Temporary Events Notice
Temporary Event Notices may be given for carrying out licensable activities on a temporary basis - for example, a 'one off' or occasional event. The licensable activities are:
- retail sales of alcohol (and supply of alcohol in clubs)
- regulated entertainment
- provision of late-night refreshment
*** Please read all the information below before applying ***
Eligibility, penalties and regulation summary
A temporary event notice (TEN) is required if you wish to hold an event, involving less than 500 people, at which one or more licensable activities will take place that are not authorised by an existing premises licence or club premises certificates.
A TEN is a notification to the licensing authority that an individual intends to carry on licensable activities for a period not exceeding 168 hours or 7 days.
When a TEN is given in accordance with Part 5 of the 2003 Act, a TEN constitutes an authorisation unless withdrawn or cancelled by a counter notice issued by the licensing authority.
Who can give a TENS:
- A TEN can be given by any individual aged 18 or over, but cannot be given by a business or organisation;
- The individual giving the notice is ‘the premises user’;
- An individual who holds a personal licence under the Licensing Act 2003 may give up to 50 TENs in any calendar year, up to 10 of which may be ‘late’ TENs;
- Individuals not holding a valid personal licence are restricted to 5 TENs in any calendar year, up to 2 of which may be late TENs;
- Standard and late TENs, in any combination count towards these overall total limits for TENs;
- A TEN which relates to an event taking place within 2 calendar years counts against the limits for that individual in respect of both calendar years;
- A maximum of 15 TENs can be given in relation to the same premises in any calendar year; and
- Any premises cannot be used for activities authorised by TENs for more than 21 days in any calendar year;
The individual giving the TEN must fulfil certain conditions for the TEN to be a valid authorisation:
The notice has been given on the licensing authority (or licensing authorities where the premises is situated in more than one authority area), with copies to the police and the local authority exercising environmental health functions - This must normally be done no later than 10 working days prior to the proposed event although there is provision for a limited number of late TENs to be served up to 5 working days, but no earlier than 9 working days, prior to the event. Please note the time limits do not include the day of service of the notice or the day of the event, so please make sure you apply in plenty of time.
A fee of £21 is payable with the notice.
Application evaluation process
The decision period to process applications is five days.
The TEN must be given in writing (including by electronic means) to the Licensing Authority at least ten working days before the event.
Unless an application has been submitted electronically, the premises user must also give notice to the Chief Officer of Police no later than ten working days before the commencement of the event period. The Police can serve an objection notice on the Licensing Authority and the premises user if it is believed that the event would undermine crime prevention objectives. Such notice must be served by the Police within 48 hours of receipt of the TEN.

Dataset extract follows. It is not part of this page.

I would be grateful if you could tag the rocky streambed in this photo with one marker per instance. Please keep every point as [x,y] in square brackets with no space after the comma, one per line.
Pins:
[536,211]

The Licensing Authority must hold a hearing if an objection notice is served, and they may issue a counter notice if it is considered necessary for the promotion of the crime prevention objective. A decision must be made at least 24 hours before the beginning of the event.
The Police may also modify the TEN with the consent of the premises user. In such a case an objection notice will be deemed to have been withdrawn.
Counter notices will be issued by the Licensing Authority if the number of permitted TENs has been exceeded.
Will tacit consent apply?
Tacit consent applies to this application. The maximum period for dealing with applications is normally five days.
If 'tacit consent' applies it means that an application is automatically approved if a decision is not made within the above decision period. In all other cases approval can only be obtained following the decision regardless of the time taken.
It is in the public interest that we must process your application before it can be granted. If you have not heard from us within a reasonable period, please contact us - see below.
The council can’t refuse a notice unless the police or Environmental Health object to it. They must do this within 3 working days of receiving it. They can only object if they think your event could:
- lead to crime and disorder
- cause a public nuisance
- be a threat to public safety
- put children at risk of harm
If there’s an objection, your council’s licensing committee will hold a meeting (called a ‘hearing’) no later than 24 hours before the event (unless all parties agree that a hearing isn’t needed).
At the hearing, the committee will either approve, add conditions or reject the notice.
If the police or Environmental Health object to a late TEN, the notice won’t be valid, and you can’t hold the event.
If you disagree with the licensing committee’s decision, you can appeal to your local magistrates’ court. You must do this within 21 days, and at least 5 working days before the date of your event.
Some applications will be recorded in a public register.
Displaying your notice
You must keep your TEN in a safe place where the event is held.
You must also display a copy of the notice where it can be easily seen.
Fines and penalties
You could be fined if you make any false statements in your application, or face prosecution if you breach the terms of the notice.